The dam, if completed, would inundate Tilathi, Rampura, Malhaniya, Sakarpura, Bisrihaya, Koiladi and Barsain, among other VDCs on the Nepali side.
What happened in Saptari is not an isolated incident. Every year, Indian authorities build several infrastructures along the no-man’s land, including dams, embankments and roads. This poses no issue during the dry season, but in the monsoon, the infrastructures become a source of misery for thousands of Nepalis.
Locals report that the issue of flooding on the Nepali side was repeatedly brought to the attention of both Indian and Nepali authorities over the years, but it fell on closed ears. Out of desperation, locals decided to take matters into their own hands. This time, the residents of Tilathi were determined not to give in.
Years of pent-up anger and frustration led to violent confrontation on the border. New Delhi continues to adopt a high-handed approach in border areas to harass and frustrate Nepali citizens.
It should be noted that Kathmandu is also guilty of ignoring the situation for far too long. Former District Development Committee Member, Dev Narayan Yadav, says that the public were forced to take action after both the Chief District Officer in Saptari and ministers in Kathmandu ignored their calls for help.
Even when the situation exploded, Indian authorities were still reluctant to step in to resolve the dispute. It was only after day three that they agreed to put off construction for now.
The issue is both local and national at the same time. Every year, there are reports of flooding on the Nepali side in Banke, Kailai and several other districts as a result of Indian infrastructures placed right on the border that obstruct the flow of hundreds of rivers traversing through Nepal into India. Many say the construction is intentional to prevent flooding on the Indian side.

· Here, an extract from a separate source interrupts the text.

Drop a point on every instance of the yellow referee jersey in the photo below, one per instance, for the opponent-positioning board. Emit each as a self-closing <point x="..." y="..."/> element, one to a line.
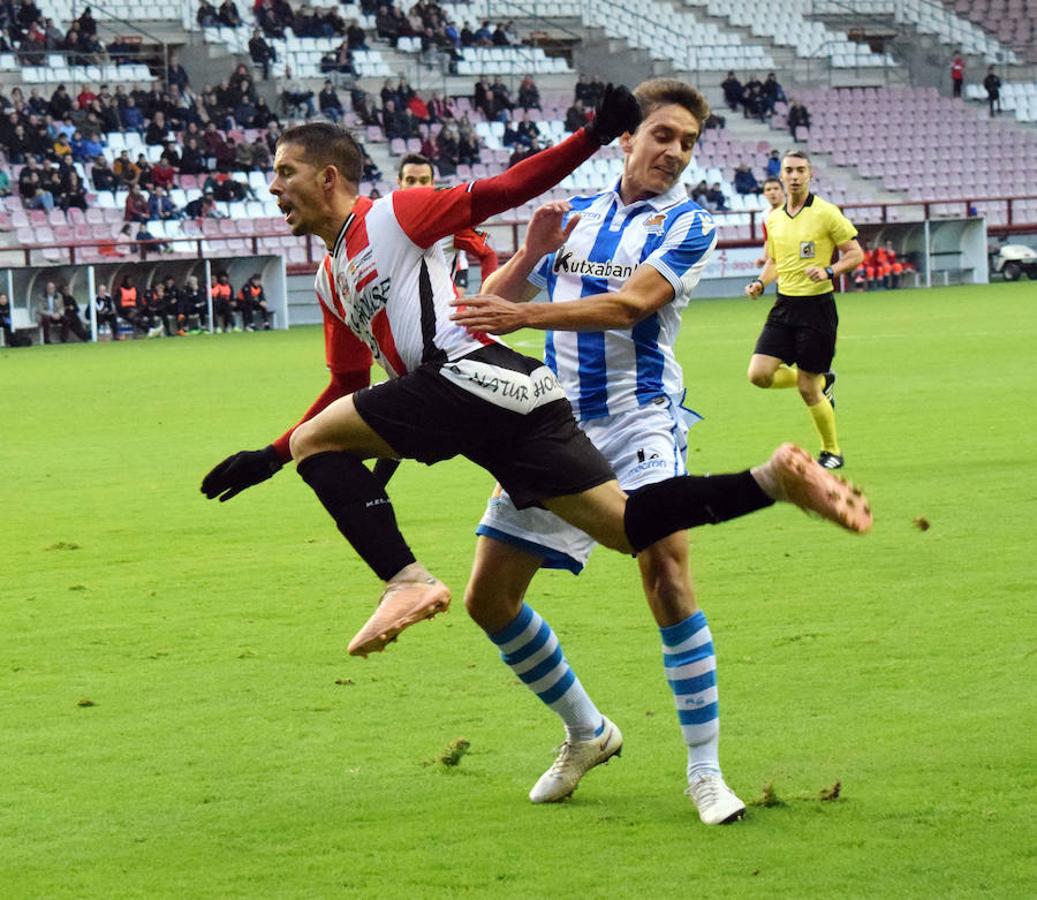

New Delhi is, perhaps, underestimating how these incidents could snowball into a major diplomatic row. It has failed to appreciate how it causes untold suffering to Nepalis. Moreover, India has failed to uphold a basic principle and practice that is internationally accepted: consult and seek approval from a neighbouring country before building infrastructure in the border area. Therefore, the onus lies on New Delhi, as a party that has committed repeated violations of internationally accepted norms on construction along the border, to show seriousness in addressing grievances on the Nepali side.